Développer la clé de voute du web de données culturelles et scientifiques / Developing a backbone for the web of cultural and scientific data.
Jurgen Kett, chef du département Library Standards et responsable du GND, Deutsche National Bibliothek
Journées ABES 2018
2. The idea of linked data or of the semantic web is to combine data beyond the boundaries of systems and domains
in a meaningful way. The idea is not new. In fact as librarians we have long tradition of interlinking, sharing and re-
using data. Perhaps that is one of the reasons why libraries embraced the movement very quickly.
The difference to our tradition is, that we were using our own standards, formats and protocols that where hard to
understand. Now it seemed by doing some minor tranformations we could directly plug into the world. It was too
tempting. We have just been treated as dinosaurs, suddenly we find ourselves setting the tone in future
technologies. Since then we have learnded that it‘s not that easy. It takes much more time and efforts to build a
living cultural semantic web. It is not enough to just change the cover, we need to revise the way we are working
and the environments we are using. One important step towards this goal is to develop standard ways for
interlinking cultural collections. The existing concept of authority data is a perfect way to do this.
2
3. Our goal is to make the GND which still is mainly used by libraries a cross-domain community project. This project
will address perhaps the most important task of these days: building bridges.
3
4. The bridges the GND provides are components of the Semantic Web. It connects data collections. The GND is the
central authority file of the german speaking world. The most intensive application is in Germany, Austria and
Switzerland – but also in South Tyrol, Liechtenstein and Luxembourg.
4
5. It contains records of persons, corperate bodies, works, conferences, geografical names an subject headings.
5
6. In order to make the data available to a broad user base and to maximize its dissemination, the data is available
under a free license. Also important for the distribution, is the offer of different formats. The most used format is still
MARC21. But increasing use outside the library domain has made RDF and JSON-based formats more
meaningful.
6
7. Currently the GND contains about sixteen million records. The majority of these records (three-quarter) describe
persons. As you can see on the diagram a big portion of are “Names of Persons”. These records are of less good
quality and are not precise. One challenge is to improve as much of this data as possible.

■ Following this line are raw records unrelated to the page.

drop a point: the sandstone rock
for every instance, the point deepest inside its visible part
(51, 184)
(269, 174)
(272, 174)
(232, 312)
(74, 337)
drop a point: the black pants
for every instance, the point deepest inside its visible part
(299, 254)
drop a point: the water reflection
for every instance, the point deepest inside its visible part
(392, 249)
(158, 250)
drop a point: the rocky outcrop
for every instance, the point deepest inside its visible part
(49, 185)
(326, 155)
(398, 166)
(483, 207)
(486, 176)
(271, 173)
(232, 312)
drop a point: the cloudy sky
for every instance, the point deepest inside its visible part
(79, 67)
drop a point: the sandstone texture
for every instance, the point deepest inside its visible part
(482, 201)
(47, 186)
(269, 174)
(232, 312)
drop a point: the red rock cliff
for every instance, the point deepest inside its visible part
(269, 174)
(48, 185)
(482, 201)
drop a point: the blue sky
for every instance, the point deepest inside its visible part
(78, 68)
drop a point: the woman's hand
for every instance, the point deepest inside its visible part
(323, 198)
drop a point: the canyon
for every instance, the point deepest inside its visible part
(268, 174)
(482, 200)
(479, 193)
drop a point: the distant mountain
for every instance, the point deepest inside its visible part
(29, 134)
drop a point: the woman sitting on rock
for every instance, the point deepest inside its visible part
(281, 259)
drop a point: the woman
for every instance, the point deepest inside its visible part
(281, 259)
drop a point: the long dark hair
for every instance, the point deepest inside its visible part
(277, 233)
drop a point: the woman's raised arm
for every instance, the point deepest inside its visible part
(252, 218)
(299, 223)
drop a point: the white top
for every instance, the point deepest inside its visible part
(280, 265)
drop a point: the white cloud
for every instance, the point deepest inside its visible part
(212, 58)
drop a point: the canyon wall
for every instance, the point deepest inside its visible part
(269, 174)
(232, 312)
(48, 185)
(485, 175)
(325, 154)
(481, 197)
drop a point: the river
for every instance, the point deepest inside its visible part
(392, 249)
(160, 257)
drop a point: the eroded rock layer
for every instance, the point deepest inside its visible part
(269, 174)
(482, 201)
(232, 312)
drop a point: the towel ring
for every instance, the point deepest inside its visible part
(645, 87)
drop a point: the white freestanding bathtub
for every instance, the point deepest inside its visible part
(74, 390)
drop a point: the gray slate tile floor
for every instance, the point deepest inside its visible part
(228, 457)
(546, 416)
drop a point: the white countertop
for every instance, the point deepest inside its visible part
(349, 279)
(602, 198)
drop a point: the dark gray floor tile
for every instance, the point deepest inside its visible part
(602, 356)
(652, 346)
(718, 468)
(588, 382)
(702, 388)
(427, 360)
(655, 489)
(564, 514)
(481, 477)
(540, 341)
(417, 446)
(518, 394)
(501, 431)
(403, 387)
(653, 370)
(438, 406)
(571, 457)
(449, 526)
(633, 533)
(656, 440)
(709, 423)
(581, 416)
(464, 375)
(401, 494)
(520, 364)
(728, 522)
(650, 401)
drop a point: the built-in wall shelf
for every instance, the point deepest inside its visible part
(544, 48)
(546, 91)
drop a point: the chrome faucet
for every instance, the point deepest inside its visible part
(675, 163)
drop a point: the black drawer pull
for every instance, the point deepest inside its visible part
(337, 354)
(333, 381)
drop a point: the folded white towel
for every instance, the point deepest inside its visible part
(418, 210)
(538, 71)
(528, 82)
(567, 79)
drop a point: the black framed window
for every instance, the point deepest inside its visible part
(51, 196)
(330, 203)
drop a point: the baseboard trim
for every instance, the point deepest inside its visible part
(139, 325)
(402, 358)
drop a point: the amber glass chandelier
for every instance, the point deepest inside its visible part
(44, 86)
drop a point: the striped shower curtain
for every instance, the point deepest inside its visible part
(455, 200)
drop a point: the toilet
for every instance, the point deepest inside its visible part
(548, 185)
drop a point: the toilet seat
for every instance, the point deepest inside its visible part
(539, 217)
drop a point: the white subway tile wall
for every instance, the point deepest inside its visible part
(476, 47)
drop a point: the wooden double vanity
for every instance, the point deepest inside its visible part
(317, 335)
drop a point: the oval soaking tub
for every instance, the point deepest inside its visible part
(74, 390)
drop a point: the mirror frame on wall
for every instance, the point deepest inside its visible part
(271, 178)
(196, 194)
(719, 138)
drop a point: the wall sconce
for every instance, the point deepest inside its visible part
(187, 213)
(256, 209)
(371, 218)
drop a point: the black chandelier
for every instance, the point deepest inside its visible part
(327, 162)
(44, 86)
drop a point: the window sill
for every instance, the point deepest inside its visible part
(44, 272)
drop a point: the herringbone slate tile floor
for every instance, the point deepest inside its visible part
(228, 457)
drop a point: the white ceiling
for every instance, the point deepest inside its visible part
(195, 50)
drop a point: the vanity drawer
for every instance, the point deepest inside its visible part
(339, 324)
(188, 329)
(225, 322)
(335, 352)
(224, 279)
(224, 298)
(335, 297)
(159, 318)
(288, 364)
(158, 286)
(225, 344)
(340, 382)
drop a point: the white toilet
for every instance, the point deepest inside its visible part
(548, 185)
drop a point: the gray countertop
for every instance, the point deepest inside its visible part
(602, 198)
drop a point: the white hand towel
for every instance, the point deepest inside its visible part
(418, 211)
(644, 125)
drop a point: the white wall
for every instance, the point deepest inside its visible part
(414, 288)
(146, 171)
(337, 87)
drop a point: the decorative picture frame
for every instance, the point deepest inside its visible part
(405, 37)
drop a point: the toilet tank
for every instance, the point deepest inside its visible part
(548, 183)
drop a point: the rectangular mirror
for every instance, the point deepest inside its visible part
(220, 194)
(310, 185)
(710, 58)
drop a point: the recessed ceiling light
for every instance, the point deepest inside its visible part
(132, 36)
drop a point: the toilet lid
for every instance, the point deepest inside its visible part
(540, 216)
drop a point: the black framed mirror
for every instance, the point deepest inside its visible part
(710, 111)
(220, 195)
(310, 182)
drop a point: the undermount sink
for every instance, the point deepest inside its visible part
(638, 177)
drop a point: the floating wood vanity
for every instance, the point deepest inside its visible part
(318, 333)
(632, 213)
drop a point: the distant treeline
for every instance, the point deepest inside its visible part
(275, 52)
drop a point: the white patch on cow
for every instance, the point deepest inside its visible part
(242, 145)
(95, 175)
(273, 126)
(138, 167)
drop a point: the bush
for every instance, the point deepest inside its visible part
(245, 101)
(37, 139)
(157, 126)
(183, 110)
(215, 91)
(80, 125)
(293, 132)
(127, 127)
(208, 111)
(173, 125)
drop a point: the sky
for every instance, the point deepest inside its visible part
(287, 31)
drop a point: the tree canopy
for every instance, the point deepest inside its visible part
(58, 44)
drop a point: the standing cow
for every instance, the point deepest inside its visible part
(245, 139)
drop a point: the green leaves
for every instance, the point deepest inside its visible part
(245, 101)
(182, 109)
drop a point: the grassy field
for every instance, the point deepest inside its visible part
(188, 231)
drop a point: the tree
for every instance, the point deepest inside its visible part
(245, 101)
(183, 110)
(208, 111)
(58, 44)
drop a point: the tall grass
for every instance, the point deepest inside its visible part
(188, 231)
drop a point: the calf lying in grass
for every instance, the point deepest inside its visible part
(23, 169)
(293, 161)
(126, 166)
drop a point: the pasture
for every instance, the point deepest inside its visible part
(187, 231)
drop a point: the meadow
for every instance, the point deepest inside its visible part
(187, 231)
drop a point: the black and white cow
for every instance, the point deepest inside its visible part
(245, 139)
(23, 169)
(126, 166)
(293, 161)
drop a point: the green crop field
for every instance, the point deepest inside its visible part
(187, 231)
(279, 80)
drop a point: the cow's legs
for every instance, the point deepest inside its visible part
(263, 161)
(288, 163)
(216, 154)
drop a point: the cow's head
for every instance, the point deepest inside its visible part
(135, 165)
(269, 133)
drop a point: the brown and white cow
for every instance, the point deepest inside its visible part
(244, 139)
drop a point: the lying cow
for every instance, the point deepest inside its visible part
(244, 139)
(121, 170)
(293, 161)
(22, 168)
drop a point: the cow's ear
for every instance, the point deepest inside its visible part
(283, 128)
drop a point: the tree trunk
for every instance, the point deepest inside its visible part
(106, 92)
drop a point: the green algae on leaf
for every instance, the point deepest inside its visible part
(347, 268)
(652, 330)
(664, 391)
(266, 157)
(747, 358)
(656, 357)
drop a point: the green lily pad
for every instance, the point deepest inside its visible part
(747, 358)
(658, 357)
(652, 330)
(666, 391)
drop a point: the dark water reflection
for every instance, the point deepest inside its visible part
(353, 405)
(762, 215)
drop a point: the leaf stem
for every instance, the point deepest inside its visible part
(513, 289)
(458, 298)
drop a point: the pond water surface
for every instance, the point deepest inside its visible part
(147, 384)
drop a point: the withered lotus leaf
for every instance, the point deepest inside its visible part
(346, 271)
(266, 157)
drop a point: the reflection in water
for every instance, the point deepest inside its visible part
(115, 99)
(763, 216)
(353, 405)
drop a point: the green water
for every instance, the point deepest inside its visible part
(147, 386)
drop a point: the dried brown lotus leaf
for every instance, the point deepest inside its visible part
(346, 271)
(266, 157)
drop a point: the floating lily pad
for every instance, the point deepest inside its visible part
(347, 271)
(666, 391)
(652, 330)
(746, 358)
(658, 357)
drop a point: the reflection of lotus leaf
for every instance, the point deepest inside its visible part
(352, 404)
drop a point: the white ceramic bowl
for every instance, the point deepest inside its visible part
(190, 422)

As with the introduction of the FRBR-based RDA in the german-speaking world the number of works in the GND
will grow very fast.
7
8. The main application of the GND database was initially the standardization of search entries and the re-use of
cataloging data. But with the success of the World Wide Web, its potential as a tool for semantically linking
publications in meaningful machine-readable ways has become increasingly important. Over the years our partners
integrated all there local authority data into the GND database. More and more collections and datasets referred to
it. Step by step the GND became a data network. You can distinguish roughly the three kinds of links that are listed
here.
8
9. The most important feature of the GND is its very co-operative character. The GND is carried by a lot of partners –
most of them national libraries and library centers. Hundreds of libraries an other institutions are connected via
these partners. We all jointly maintain the GND. We have jointly built it over the years, defined the rules for it, and
specified interfaces and business processes. We argued heavily about strategic decisions. And whenever old local
remainders had to be integrated (forgotten, so-called authority data), we were regularly annoyed about each other's
data garbage. In short: We have learned to manage an authority file together.
9
10. Since the last couple of years our user community has grown. That is is a great opportunity, but our organisation
and system do not scale enough. The biggest challenge is the integration of new communities (e.g. museums,
archives, historic preservation, portals).
10
11. But it is also clear that the complexity of the system is increasing due to the different perspectives.
11
12. In order to meet these challenges, we have set up an initiative. It covers the revision of the organization
(responsibilities, rights and obligations), the rules (cataloging rules, workflows and rights management), the system
environment (tools and interfaces for editing, analyzing and visualizing) and technical infrastructure. As a basis, we
set up a new organizational structure, agreed on common strategic goals and principles and defined a work
program.
12
13. Before the start of the initiative, the GND had no formal organizational structure. Although it is great in principle,
when things work without the usual formalisms, this situation had some disadvantages. The roles and
responsibilities (especially with regard to strategic issues) were not clear. It was obvious that a binding structure
was needed to handle the fundamental modernization of the GND.
13
14. The new organizational structure needed to be scalable. It must be able to grow as new partners from different
domains join. Since 2017 we agreed on the new organizational model shown here. The GND committee is
responsible for strategic decisions and oversees the operation of the GND. The GND office provides the common
core system environment (GND platform) and services - including quality control services. The office also oversees
the development of rules, formats and the GND platform. The so-called agencies are mainly responsible for the
management of user groups (participants). They represent the interests of their participants in the GND Committee.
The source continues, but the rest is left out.